Monday, January 13, 2014

Money counts, not people


 Companies have increasingly turned to temporary employees to work in factories and warehouses and on construction sites. The US temp industry now employs a record 2.8 million workers. Analysis of millions of workers’ compensation claims in five states, representing more than a fifth of the U.S. population, temps face a significantly greater risk of getting injured on the job than permanent employees. The data that does exist, however, identify consistent trends, allowing ProPublica to conduct the first multi-state study of temp worker injury claims. Its analysis covered five years of workers’ comp data, amounting to more than 3.5 million claims, in five states: California, Florida, Massachusetts, Minnesota and Oregon.

Unlike the way it monitors every other industry, the federal government does not keep injury statistics on temp agency workers. It’s not possible to track temp workers’ injuries nationwide through workers’ comp records. Many states, such as New Jersey consider workers’ comp claims to be confidential and declined to release them.  In other states, such as New York, there is no way to sift out temp workers from regular workers. In Texas, employers aren’t required to carry workers’ comp insurance, and many fail to report their employees’ injuries to state authorities.
The workers’ comp system is an imperfect record of injuries. Some workers file false claims. Some employers try to deter employees from filing legitimate claims. But public health researchers and workers’ comp insurance experts suggested workers’ comp data likely undercounts injuries to temp workers. One reason: If temp workers, almost none of whom are represented by a union, report injuries, they risk being blacklisted by their temp agency.
In California and Florida, two of the largest states, temps had about 50 percent greater risk of being injured on the job than non-temps. That risk was 36 percent higher in Massachusetts, 66 percent in Oregon and 72 percent in Minnesota. A 2010 study of Washington state’s workers’ comp claims found that temp workers in construction and manufacturing had twice the claims rate of regular workers doing the same type of work.

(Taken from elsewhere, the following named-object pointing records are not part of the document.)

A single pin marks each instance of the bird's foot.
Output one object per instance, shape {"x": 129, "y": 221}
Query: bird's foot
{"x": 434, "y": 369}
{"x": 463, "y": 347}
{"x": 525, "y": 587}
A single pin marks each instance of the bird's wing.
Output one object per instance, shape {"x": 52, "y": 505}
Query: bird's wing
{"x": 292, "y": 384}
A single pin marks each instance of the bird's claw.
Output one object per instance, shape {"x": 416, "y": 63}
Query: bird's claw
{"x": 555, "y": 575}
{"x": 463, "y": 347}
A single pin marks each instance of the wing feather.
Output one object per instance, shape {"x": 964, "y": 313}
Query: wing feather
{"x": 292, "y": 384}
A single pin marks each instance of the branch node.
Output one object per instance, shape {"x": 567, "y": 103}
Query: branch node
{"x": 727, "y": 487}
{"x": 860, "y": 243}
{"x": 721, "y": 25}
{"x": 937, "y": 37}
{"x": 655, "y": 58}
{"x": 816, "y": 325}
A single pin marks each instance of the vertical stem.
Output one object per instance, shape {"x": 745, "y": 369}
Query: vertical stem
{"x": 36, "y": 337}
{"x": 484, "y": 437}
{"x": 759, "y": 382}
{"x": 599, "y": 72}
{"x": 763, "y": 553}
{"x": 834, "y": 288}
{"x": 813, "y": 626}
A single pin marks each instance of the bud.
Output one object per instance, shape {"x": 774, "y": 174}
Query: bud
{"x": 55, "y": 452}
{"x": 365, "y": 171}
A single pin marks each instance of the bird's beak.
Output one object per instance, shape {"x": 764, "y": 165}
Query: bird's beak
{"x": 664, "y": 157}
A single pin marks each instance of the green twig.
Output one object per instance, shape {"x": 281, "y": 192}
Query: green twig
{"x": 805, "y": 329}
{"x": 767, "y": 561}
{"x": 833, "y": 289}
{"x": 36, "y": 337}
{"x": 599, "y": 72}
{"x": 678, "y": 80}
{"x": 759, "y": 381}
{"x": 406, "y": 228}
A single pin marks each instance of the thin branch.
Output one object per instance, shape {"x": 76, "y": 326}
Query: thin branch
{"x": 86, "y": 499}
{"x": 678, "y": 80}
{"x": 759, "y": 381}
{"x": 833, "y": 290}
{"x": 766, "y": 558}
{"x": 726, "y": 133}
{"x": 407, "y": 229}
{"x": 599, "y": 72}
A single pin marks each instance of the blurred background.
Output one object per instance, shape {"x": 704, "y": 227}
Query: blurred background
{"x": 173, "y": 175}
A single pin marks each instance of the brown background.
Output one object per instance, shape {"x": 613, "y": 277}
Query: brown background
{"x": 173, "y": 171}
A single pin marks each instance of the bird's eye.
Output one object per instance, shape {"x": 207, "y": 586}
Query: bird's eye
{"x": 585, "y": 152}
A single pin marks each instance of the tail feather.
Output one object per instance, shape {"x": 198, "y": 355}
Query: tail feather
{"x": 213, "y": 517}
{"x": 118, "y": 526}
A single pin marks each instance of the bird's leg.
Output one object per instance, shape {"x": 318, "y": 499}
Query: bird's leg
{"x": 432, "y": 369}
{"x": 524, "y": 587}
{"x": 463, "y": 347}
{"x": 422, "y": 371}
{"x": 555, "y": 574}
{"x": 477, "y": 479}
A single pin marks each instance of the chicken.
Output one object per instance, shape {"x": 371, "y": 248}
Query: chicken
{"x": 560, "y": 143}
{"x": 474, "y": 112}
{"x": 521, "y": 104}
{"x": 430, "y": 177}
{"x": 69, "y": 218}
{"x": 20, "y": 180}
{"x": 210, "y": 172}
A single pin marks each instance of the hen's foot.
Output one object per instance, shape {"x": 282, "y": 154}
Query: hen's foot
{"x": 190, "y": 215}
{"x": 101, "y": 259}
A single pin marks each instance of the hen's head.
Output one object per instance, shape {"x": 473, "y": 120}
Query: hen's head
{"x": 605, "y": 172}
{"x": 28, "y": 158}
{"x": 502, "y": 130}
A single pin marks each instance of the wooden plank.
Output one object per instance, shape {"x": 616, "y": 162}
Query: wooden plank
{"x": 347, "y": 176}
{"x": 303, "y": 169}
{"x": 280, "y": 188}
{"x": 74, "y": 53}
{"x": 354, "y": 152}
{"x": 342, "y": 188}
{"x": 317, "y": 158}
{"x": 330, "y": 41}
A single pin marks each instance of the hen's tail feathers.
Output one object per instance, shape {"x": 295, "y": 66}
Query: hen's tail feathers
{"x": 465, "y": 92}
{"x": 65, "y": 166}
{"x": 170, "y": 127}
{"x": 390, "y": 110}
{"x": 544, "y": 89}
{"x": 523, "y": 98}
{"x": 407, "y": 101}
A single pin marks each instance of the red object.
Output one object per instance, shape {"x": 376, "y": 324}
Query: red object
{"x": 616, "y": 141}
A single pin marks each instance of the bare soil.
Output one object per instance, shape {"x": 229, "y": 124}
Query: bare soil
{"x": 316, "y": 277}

In Florida, temps in blue-collar workplaces were about six times as likely to be injured than permanent employees doing similar jobs. The findings were particularly stark for severe injuries. In Florida, the data shows, temps were about twice as likely as regular employees to suffer crushing injuries, dislocations, lacerations, fractures and punctures. They were about three times as likely to suffer an amputation on the job in Florida and the three other states for which such records are available.

Occupational Safety and Health Administration files revealed situations that occur over and over again: untrained laborers asphyxiated while cleaning the inside of chemical tanks, caught in heavy machinery such as food grinders and tire shredders, and afflicted by heat stroke after a long day on a garbage truck or roof. OSHA director David Michaels said he has been alarmed by the number of temp workers being killed on their first day on the job.

“Caught in” and “struck by” injuries were significantly more common among temps, records show. In California, temps were about twice as likely as regular workers to be stricken by heat exhaustion. And in Minnesota, temps were at least three times as likely to be injured by chemicals as their regular counterparts.

And the data shows the problem is worsening. Over the past five years, the claims rate of temp workers has increased in Florida, California, Oregon and Massachusetts, while that of regular workers has held steady or fallen.


The growing reliance on temps subverts one of the strongest incentives for companies to protect workers. The workers’ comp system was designed to encourage safety through economic pressure; companies with higher injury rates pay higher insurance premiums. Hiring temp workers shields companies from those costs. If a temp worker gets hurt, the temp agency pays the workers’ comp, even though it has little or no control over job sites. Where the company overseeing the work isn’t required to pay the medical bills if temps get hurt. And where, when temp workers do get injured on the job, the temp firm and the company fight with each other over who is responsible, sometimes even delaying emergency medical care while they sort it out.

Day Davis, 21, got a job, through a temp agency working at the Bacardi bottling plant. Davis walked into Bacardi’s Warehouse No. 7 on his first day on the first job of his life. It would also be his last.  This was a factory, OSHA investigators later wrote, that put profits over safety, trained its workers to cut corners and treated its temps as “second-class citizens” and “peons” Bacardi is “production, product and profits oriented,” an OSHA investigator also wrote. “They do not want to slow down production and spend funds on temporary employees who may not be in their facility day-to-day. Not training these temporary employees saves the company valuable training time...The company appears to have attempted to shift blame to its temporary agencies,” investigators wrote. “They have taken the position that the employee does not belong to them; therefore they are not responsible for their safety.” After Davis’ death, Bacardi officials walked through the plant with OSHA inspectors. The plant’s health and safety manager, Lesley Toke, seemed more intent on protecting the brand than protecting workers, according to notes the OSHA inspectors took during their visit to the company. “Plain indifference,” the inspector wrote.